Whenever it’s tax season, we hear a lot about IRAs and how they can help us. Here are five of the major tax benefits that a Roth IRA can provide.
Disclaimer: This information is updated for the 2015 tax year. For complete and up-to-date rules of a Roth IRA, please visit IRS.gov or speak with a licensed financial advisor.
1. Tax-Free Growth
After you contribute money to a Roth IRA, it can be invested into many different investments, and your investments grow without you being charged income taxes. This means that buying, selling, dividends, interest, coupons, and other transactions inside of the Roth IRA are excluded from income taxes. But remember, if you take money out of the account, you need to be careful of the rules.
2. Tax-Free Retirement
One of the most popular reasons to start a Roth IRA is to take withdrawals from your account tax free during retirement. As long as your account is at least 5 years old and you are at least 59 ½ years old, you can take money out of a Roth IRA tax free. As much as you want…whenever you want.
3. Other Tax-Free Money
The money that is used to contribute to a Roth IRA is after-tax money. In other words, you’ve already paid your income taxes on this money. This means that you can take money back out of the Roth IRA up to the limit of what you have already contributed.
Example: You contribute $5000, and after a while it grows to $6000. You can take out $5000, tax-free, whenever you would like, but that extra $1000 of growth could be taxed or penalized (depending on your specific situation).

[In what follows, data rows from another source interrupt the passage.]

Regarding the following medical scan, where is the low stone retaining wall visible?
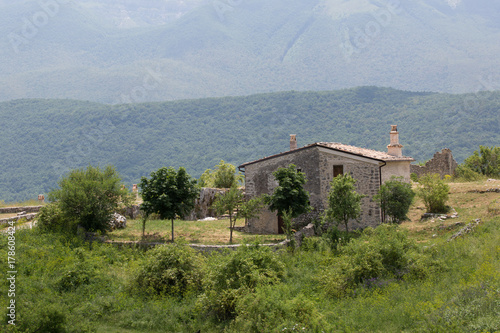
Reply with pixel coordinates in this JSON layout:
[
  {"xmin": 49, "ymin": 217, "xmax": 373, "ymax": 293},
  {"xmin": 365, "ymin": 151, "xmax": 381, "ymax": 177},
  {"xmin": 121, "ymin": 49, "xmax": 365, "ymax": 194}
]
[
  {"xmin": 0, "ymin": 206, "xmax": 42, "ymax": 214},
  {"xmin": 0, "ymin": 213, "xmax": 38, "ymax": 225},
  {"xmin": 104, "ymin": 240, "xmax": 287, "ymax": 252}
]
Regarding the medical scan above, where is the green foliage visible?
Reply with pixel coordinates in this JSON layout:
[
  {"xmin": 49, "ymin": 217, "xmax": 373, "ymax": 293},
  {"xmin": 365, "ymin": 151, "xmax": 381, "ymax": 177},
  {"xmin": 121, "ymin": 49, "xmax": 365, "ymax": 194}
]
[
  {"xmin": 462, "ymin": 146, "xmax": 500, "ymax": 177},
  {"xmin": 267, "ymin": 164, "xmax": 311, "ymax": 218},
  {"xmin": 374, "ymin": 177, "xmax": 415, "ymax": 224},
  {"xmin": 281, "ymin": 209, "xmax": 296, "ymax": 249},
  {"xmin": 454, "ymin": 164, "xmax": 485, "ymax": 181},
  {"xmin": 198, "ymin": 245, "xmax": 285, "ymax": 320},
  {"xmin": 140, "ymin": 166, "xmax": 199, "ymax": 241},
  {"xmin": 2, "ymin": 90, "xmax": 500, "ymax": 203},
  {"xmin": 133, "ymin": 244, "xmax": 205, "ymax": 297},
  {"xmin": 456, "ymin": 145, "xmax": 500, "ymax": 181},
  {"xmin": 232, "ymin": 285, "xmax": 328, "ymax": 332},
  {"xmin": 37, "ymin": 202, "xmax": 66, "ymax": 234},
  {"xmin": 212, "ymin": 186, "xmax": 265, "ymax": 243},
  {"xmin": 324, "ymin": 174, "xmax": 365, "ymax": 232},
  {"xmin": 321, "ymin": 224, "xmax": 443, "ymax": 298},
  {"xmin": 410, "ymin": 173, "xmax": 419, "ymax": 182},
  {"xmin": 417, "ymin": 173, "xmax": 450, "ymax": 213},
  {"xmin": 199, "ymin": 160, "xmax": 244, "ymax": 188},
  {"xmin": 48, "ymin": 165, "xmax": 129, "ymax": 234}
]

4. Special Situations for Tax-Free Money
The IRS has rules that allow you to take out tax-free money from your Roth IRA in special situations. Some of those are:
- Buy, Build, or Rebuild a First Home
- Back taxes
- Health Insurance During Unemployment
The above situations are just a couple. To see the full list, visit IRS.gov
5. Tax-Free Income for Your Family
If you have money in a Roth IRA, and you pass away, there are really only two ways it can go. If you name your spouse as a beneficiary, he or she can roll that money into their own Roth IRA and treat it just like it was their own money. However, if your beneficiary is anyone besides your spouse, their options are limited. Essentially, they can start receiving tax-free income (RMDs based on their age) or take out all the money and pay any income taxes due.

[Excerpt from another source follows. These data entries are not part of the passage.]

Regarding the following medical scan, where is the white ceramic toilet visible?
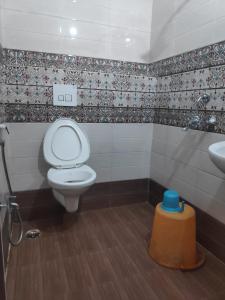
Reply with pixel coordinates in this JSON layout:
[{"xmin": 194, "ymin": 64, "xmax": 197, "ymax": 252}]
[{"xmin": 43, "ymin": 118, "xmax": 96, "ymax": 212}]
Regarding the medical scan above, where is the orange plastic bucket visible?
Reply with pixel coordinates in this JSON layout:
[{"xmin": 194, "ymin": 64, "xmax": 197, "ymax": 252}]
[{"xmin": 149, "ymin": 203, "xmax": 205, "ymax": 270}]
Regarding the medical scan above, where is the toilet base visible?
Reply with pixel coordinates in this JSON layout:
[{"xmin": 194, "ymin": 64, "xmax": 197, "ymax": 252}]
[{"xmin": 53, "ymin": 189, "xmax": 79, "ymax": 212}]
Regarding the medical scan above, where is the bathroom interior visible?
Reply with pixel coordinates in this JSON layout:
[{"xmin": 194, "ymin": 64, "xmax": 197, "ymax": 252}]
[{"xmin": 2, "ymin": 0, "xmax": 225, "ymax": 299}]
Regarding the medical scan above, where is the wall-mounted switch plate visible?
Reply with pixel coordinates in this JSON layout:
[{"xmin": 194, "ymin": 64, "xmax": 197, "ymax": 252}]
[{"xmin": 53, "ymin": 84, "xmax": 77, "ymax": 107}]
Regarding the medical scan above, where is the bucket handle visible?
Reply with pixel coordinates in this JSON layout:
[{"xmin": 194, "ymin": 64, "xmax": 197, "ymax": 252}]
[{"xmin": 178, "ymin": 200, "xmax": 185, "ymax": 212}]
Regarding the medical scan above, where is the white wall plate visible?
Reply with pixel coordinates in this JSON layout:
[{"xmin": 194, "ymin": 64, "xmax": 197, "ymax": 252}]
[{"xmin": 53, "ymin": 84, "xmax": 77, "ymax": 107}]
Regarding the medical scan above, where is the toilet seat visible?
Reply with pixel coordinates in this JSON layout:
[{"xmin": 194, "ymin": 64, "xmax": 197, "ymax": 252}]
[
  {"xmin": 47, "ymin": 165, "xmax": 96, "ymax": 190},
  {"xmin": 43, "ymin": 118, "xmax": 90, "ymax": 169}
]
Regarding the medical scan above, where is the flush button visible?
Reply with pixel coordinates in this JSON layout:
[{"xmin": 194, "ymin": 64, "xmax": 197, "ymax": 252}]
[
  {"xmin": 65, "ymin": 94, "xmax": 72, "ymax": 102},
  {"xmin": 58, "ymin": 95, "xmax": 64, "ymax": 101}
]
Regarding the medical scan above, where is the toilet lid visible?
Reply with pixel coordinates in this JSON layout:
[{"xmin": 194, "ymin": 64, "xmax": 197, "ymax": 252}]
[{"xmin": 43, "ymin": 118, "xmax": 90, "ymax": 168}]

6. No Income Tax Deductions
Ok, I know this isn’t a tax benefit, but I wanted to make sure you realize that if you contribute to a Roth IRA, you DO NOT get to take any deductions on your income taxes. If you want tax deductions, you might want to consider a Traditional IRA. However, the rules are different and a little more complicated than a Roth IRA, so please speak with your accountant or financial advisor for more strategies, ideas, and advice.